Can of soda atop a mound of granulated sugar

Not Hip to Sip


Glasses of different sodas and sugary drinks
It’s not just soda that’s contributing to an increase in tooth decay. Nationwide, students are drinking more sports drinks and fruit juices, which also contain high concentrations of sugar. The problem is with the frequency that a child’s teeth are exposed to sugar throughout the day. Nursing soft drinks significantly contributes to the development of tooth decay.

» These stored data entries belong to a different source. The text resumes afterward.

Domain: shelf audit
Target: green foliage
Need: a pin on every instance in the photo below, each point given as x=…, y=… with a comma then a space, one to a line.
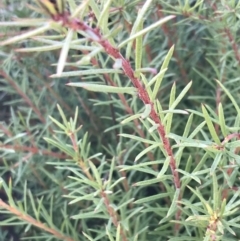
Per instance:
x=119, y=120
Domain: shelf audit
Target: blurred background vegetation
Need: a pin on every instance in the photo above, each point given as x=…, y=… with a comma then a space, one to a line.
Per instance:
x=206, y=38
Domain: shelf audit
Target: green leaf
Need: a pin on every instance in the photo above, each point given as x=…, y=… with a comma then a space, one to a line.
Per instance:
x=137, y=138
x=210, y=126
x=26, y=35
x=104, y=14
x=149, y=148
x=216, y=162
x=159, y=77
x=151, y=198
x=230, y=97
x=130, y=118
x=152, y=181
x=105, y=88
x=139, y=50
x=137, y=25
x=146, y=30
x=96, y=173
x=173, y=206
x=87, y=72
x=64, y=52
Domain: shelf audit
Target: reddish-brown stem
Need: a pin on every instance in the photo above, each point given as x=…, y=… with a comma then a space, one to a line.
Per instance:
x=129, y=72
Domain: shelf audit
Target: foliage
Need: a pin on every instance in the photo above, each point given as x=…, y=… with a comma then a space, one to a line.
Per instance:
x=119, y=120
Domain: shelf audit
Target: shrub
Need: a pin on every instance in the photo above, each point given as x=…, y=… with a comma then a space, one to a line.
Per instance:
x=119, y=120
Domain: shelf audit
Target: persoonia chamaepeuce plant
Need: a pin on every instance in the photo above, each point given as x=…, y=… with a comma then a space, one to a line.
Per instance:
x=163, y=163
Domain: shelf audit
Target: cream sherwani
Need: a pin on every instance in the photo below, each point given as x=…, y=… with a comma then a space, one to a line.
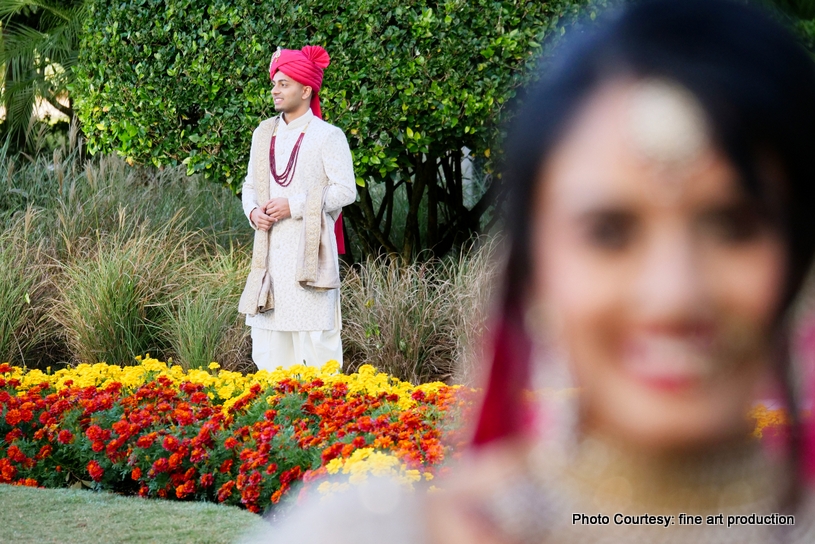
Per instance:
x=305, y=322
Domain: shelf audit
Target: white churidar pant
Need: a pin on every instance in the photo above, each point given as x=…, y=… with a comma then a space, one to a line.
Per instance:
x=271, y=349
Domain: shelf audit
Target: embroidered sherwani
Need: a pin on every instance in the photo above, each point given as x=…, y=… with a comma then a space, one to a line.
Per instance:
x=324, y=160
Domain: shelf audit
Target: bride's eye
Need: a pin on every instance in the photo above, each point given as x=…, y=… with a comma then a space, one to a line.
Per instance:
x=610, y=230
x=734, y=225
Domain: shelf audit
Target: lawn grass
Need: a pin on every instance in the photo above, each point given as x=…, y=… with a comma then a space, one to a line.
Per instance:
x=81, y=516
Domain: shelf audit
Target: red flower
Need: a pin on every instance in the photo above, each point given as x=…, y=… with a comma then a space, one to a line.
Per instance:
x=175, y=460
x=207, y=479
x=225, y=490
x=13, y=417
x=146, y=441
x=185, y=489
x=170, y=443
x=15, y=454
x=45, y=451
x=161, y=465
x=95, y=433
x=7, y=471
x=95, y=470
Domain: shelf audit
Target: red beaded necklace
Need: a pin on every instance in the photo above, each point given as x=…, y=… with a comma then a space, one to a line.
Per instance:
x=285, y=178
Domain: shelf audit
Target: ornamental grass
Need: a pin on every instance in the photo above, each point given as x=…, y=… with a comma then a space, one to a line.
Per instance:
x=155, y=430
x=100, y=260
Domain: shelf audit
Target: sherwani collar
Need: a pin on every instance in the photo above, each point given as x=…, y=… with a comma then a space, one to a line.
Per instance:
x=297, y=123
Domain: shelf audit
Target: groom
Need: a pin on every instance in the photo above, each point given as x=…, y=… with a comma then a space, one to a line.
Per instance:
x=300, y=175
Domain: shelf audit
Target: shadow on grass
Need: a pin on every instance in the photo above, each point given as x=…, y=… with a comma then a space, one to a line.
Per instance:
x=80, y=516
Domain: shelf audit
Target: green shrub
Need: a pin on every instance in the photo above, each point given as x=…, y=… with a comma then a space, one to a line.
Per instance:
x=111, y=302
x=204, y=324
x=412, y=83
x=22, y=286
x=420, y=322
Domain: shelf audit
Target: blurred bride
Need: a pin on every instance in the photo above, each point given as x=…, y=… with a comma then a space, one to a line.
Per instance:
x=662, y=181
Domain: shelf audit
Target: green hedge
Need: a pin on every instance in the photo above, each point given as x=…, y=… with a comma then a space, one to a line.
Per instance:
x=185, y=81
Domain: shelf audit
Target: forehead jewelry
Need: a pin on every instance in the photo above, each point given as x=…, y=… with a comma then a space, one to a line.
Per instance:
x=666, y=127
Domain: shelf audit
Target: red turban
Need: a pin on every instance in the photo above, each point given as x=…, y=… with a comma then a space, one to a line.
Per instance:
x=304, y=66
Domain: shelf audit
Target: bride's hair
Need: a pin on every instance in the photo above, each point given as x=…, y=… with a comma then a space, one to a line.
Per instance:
x=756, y=85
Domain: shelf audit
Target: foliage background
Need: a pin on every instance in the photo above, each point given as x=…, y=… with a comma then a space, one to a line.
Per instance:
x=412, y=84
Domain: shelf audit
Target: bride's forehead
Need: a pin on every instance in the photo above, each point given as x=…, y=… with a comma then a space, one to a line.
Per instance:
x=635, y=139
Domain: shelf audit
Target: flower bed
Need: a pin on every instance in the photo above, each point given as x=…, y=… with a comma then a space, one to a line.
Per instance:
x=158, y=431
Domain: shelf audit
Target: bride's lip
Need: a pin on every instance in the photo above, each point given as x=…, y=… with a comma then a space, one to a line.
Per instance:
x=669, y=362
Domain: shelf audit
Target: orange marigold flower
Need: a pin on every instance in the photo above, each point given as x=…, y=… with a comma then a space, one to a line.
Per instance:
x=146, y=441
x=45, y=451
x=170, y=443
x=95, y=470
x=185, y=489
x=7, y=471
x=13, y=417
x=225, y=490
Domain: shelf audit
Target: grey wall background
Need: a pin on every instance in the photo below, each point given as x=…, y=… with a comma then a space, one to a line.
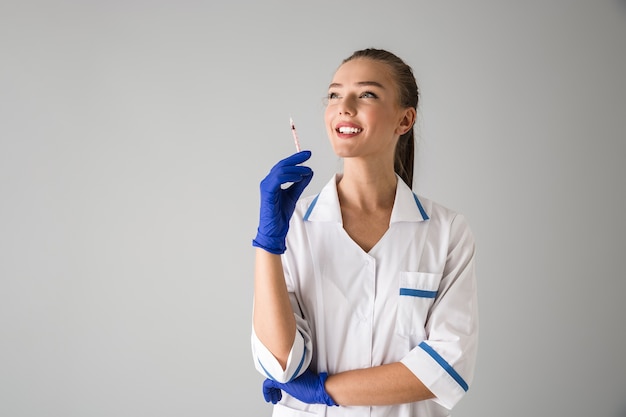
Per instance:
x=133, y=136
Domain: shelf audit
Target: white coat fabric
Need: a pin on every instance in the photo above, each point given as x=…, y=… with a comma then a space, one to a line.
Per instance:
x=411, y=298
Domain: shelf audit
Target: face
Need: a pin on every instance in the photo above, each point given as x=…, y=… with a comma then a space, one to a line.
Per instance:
x=363, y=116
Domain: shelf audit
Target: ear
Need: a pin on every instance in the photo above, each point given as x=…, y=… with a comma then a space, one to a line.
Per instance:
x=407, y=121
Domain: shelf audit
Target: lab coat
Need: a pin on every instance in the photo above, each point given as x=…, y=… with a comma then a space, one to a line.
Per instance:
x=412, y=298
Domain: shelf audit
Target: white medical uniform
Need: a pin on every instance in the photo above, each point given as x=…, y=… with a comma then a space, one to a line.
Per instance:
x=411, y=298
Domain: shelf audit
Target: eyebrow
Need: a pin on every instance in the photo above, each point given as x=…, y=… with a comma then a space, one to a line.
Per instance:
x=360, y=83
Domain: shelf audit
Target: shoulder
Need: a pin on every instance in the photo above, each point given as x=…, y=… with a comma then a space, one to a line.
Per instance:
x=441, y=214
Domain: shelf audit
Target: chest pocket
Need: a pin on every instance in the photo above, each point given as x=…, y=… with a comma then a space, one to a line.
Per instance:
x=416, y=294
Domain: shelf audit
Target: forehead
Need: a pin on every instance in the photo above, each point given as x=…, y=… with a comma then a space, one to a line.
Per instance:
x=364, y=69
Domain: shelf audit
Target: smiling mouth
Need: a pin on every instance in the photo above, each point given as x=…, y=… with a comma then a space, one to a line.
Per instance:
x=349, y=130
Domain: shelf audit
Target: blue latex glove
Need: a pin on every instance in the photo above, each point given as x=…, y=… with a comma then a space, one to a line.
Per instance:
x=308, y=388
x=278, y=204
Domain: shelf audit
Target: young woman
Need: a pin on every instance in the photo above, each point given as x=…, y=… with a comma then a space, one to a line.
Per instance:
x=365, y=294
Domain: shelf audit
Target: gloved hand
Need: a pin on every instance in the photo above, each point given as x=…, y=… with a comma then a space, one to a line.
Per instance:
x=308, y=388
x=278, y=204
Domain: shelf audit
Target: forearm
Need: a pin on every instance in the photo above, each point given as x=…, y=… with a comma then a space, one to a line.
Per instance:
x=273, y=319
x=380, y=385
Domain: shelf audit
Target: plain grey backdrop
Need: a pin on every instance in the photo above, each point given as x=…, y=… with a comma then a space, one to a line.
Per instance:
x=133, y=136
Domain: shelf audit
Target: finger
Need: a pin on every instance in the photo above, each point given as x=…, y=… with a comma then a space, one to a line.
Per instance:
x=298, y=186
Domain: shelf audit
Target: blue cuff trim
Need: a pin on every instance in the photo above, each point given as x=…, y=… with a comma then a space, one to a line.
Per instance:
x=299, y=365
x=418, y=293
x=420, y=207
x=445, y=365
x=310, y=209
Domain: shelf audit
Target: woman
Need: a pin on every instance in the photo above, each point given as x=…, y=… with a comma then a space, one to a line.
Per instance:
x=365, y=294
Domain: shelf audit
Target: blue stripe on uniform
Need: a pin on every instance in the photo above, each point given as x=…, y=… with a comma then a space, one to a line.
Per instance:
x=294, y=374
x=310, y=209
x=418, y=293
x=299, y=365
x=421, y=209
x=445, y=365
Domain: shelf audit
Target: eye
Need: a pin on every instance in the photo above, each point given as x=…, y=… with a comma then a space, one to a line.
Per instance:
x=368, y=94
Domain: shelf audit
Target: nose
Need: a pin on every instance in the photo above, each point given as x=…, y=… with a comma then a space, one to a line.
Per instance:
x=347, y=106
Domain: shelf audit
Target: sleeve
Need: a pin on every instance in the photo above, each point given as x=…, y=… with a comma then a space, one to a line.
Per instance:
x=299, y=356
x=444, y=362
x=302, y=349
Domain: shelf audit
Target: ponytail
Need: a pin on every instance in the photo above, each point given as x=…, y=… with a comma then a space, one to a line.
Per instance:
x=405, y=157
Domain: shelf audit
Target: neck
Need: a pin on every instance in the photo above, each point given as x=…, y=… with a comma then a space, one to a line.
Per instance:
x=366, y=186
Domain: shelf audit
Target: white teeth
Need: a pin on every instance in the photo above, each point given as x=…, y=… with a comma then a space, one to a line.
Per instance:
x=348, y=130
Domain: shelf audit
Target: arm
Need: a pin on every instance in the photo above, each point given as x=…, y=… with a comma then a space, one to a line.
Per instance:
x=273, y=319
x=380, y=385
x=274, y=324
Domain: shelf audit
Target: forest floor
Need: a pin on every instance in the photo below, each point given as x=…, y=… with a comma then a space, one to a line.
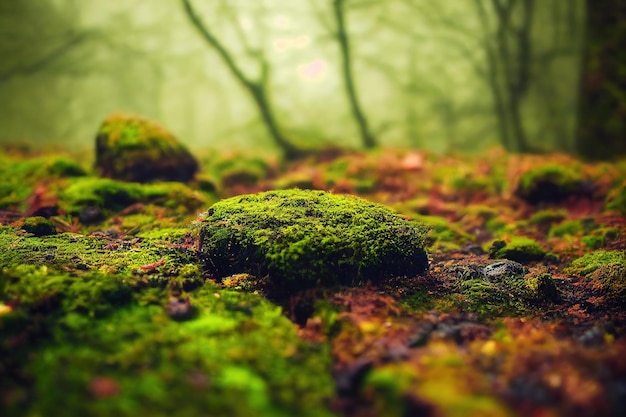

For example, if a student takes one small sip of soda, and then a minute later, takes another small sip, and then another sip—and this goes on during the course of one day—teeth are exposed over and over again to high concentrations of sugar and acid without any kind of break.

Even sugar-free soda is harmful to teeth because it contains high amounts of acid, leading to a breakdown in dental enamel. Because students typically do not brush their teeth during school hours, their risk of getting cavities increases dramatically.

Sugar in Disguise

If any of these added sweeteners are listed as an ingredient in your drink, you may want to opt for water or milk:
  • brown sugar 
  • cane crystals/sugar 
  • corn sweetener 
  • dextrin  
  • evaporated cane juice 
  • fruit juice concentrate 
  • high fructose corn syrup 
  • honey 
  • malt syrup 
  • maple syrup 
  • molasses 
  • most ingredients ending with the letters “ose” (e.g., fructose, lactose, sucrose maltose, dextrose)


Glass of cola overflowing with sugar cubes

The Benefits of Drinking Water

There are many benefits to drinking water:

  • Reduces muscle cramping and fatigue when consumed before, during, and after exercise.
  • Regulates body temperature. To sweat, you need plenty of water.
  • Helps you get well when you’re sick by controlling fever and replacing lost fluid.
  • Keeps you hydrated, alert, and energized. Even minor dehydration can cause a loss of concentration, fatigue, and irritability.
  • Prevents you from confusing hunger with thirst, which can help you control your weight.